The winning card, which department members voted for, is now in production.

"We send (the cards) to clients, new business prospects and families," Perkins said. "It's a fun thing."

Keeping up the tradition

Perkins also said the agency has a tradition of purchasing handmade ornaments for its clients. The ornaments, called "friendship balls," are purchased through Morning Star Gallery of Greensboro.

The agency has been giving out the ornaments for about 10 years, with the balls slightly different from year to year. Long-term clients have a whole tree of them, Perkins said.

What about clients who may not have a tree or celebrate Christmas? "We ran it by some of our Jewish clients," Perkins said. "They thought (the ornaments) were beautifully done."

"They're not as much 'Christmassy' as holiday," she said, adding that the balls look just as pretty displayed in a glass bowl.

Beauty is also the watchword at Sealy Inc.

Ron Jones, chairman and CEO of the Archdale-based bedding corporation, said he and his wife, Linda received a Christopher Radko ornament a few years ago.

"People who get one usually start a collection," Jones said of the high-end glass ornaments.

The couple liked their Radkos so much, they decided they'd be perfect gifts for Sealy's clients.

He said that since most of the company's clients are men, the ornaments are a nice way to give a gift that spouses could also appreciate.

Jones said that Sealy will give a mini-collection of four small Radkos to 50 clients this year.

"We wanted to give gifts that would be unusual and appreciated and treasured vs. tossed away," Jones said.

Government rules

For some companies, giving an expensive holiday gift is not an option.
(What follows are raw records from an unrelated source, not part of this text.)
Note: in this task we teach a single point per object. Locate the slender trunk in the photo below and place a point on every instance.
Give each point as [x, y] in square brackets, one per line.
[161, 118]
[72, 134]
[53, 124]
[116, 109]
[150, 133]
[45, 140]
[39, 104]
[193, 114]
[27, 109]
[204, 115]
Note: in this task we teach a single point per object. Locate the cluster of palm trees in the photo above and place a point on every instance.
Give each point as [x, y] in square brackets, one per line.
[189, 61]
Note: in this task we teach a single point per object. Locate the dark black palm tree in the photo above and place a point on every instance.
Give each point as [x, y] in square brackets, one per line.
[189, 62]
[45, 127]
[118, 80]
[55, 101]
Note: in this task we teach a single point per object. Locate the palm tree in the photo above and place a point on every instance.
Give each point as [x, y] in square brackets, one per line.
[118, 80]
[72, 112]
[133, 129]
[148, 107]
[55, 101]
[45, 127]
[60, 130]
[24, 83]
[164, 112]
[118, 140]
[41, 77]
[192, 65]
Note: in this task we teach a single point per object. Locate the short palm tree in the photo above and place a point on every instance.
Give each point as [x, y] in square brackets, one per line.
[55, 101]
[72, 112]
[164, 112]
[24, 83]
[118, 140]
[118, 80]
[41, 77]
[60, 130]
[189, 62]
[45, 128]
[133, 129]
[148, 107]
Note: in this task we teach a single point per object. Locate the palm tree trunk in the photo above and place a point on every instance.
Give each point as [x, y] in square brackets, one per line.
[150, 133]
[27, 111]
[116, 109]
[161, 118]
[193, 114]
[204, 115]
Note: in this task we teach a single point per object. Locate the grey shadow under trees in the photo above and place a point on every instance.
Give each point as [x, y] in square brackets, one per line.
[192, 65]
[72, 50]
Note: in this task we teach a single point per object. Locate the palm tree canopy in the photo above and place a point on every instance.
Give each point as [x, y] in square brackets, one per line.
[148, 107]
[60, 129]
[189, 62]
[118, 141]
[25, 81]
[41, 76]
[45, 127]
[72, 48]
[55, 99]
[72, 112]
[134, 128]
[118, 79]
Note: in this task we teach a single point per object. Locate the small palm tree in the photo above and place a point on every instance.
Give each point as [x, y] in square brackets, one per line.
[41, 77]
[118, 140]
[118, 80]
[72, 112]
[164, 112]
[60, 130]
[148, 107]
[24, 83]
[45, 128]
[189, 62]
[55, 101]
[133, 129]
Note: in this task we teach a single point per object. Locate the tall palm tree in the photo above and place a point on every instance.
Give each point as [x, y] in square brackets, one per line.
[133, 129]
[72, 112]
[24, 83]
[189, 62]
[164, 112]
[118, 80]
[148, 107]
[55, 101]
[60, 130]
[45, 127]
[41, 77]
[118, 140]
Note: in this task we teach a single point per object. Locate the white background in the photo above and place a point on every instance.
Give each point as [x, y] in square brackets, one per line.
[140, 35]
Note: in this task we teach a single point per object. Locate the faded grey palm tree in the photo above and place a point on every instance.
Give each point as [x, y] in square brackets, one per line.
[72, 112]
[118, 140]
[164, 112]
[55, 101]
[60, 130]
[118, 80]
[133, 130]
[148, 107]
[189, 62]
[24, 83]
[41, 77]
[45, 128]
General Dynamics Advanced Technology Systems (ATS) conducts about a third of its business with the government, which means the company has to follow government rules.

"There are a lot of regulations that prohibit government employees from accepting gifts," said Debbie Whited, general counsel for the Greensboro-based company. "We abide by those regulations and don't give gifts to government customers."
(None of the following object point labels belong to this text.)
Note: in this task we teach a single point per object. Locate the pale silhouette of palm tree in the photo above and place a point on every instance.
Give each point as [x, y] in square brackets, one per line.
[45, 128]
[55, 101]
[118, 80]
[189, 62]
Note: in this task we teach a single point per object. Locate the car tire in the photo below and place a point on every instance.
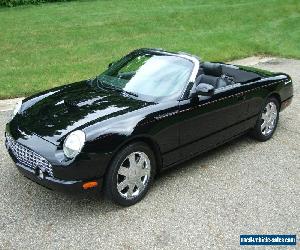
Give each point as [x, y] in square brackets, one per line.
[267, 121]
[130, 174]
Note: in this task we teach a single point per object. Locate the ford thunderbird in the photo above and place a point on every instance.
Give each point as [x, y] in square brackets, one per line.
[147, 112]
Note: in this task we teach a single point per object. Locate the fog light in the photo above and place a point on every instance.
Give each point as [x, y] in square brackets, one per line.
[90, 184]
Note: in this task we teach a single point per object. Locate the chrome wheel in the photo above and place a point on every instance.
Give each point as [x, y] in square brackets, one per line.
[268, 119]
[133, 175]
On the commercial side of the business, though, it's a different story. To nongovernment customers, the company may send out baskets of cheese or smoked salmon.

The company doesn't send out a lot of baskets, though, since most of the company's significant business is with a small number of customers.

Konica, a Whitsett-based manufacturer of photographic paper, has pretty much the same philosophy.

Angela Burgess, executive assistant to the president, said the company gives out just a handful of "goodie baskets" to clients each year.

However, the company does send out a lot of holiday cards -- about 1,000 in all.

At Bouvier Kelly Inc., a Greensboro-based advertising and public relations firm, staffers are getting this year's gift ready.

Last year, the company sent out a monogrammed leather portfolio, said Lou Bouvier, president.

He described this year's gift in detail, calling it a functional item that people could use personally or for their company.

Ten minutes later, though, public relations director Kristen Krebs called to ask that this story not reveal exactly what the gift will be. Krebs thought that the story might be published before the agency was able to send out the gifts and that the surprise might be ruined.

But no need to worry -- Bouvier Kelly's corporate gift is one piece of holiday news that Triad Business News is happy to keep under wraps.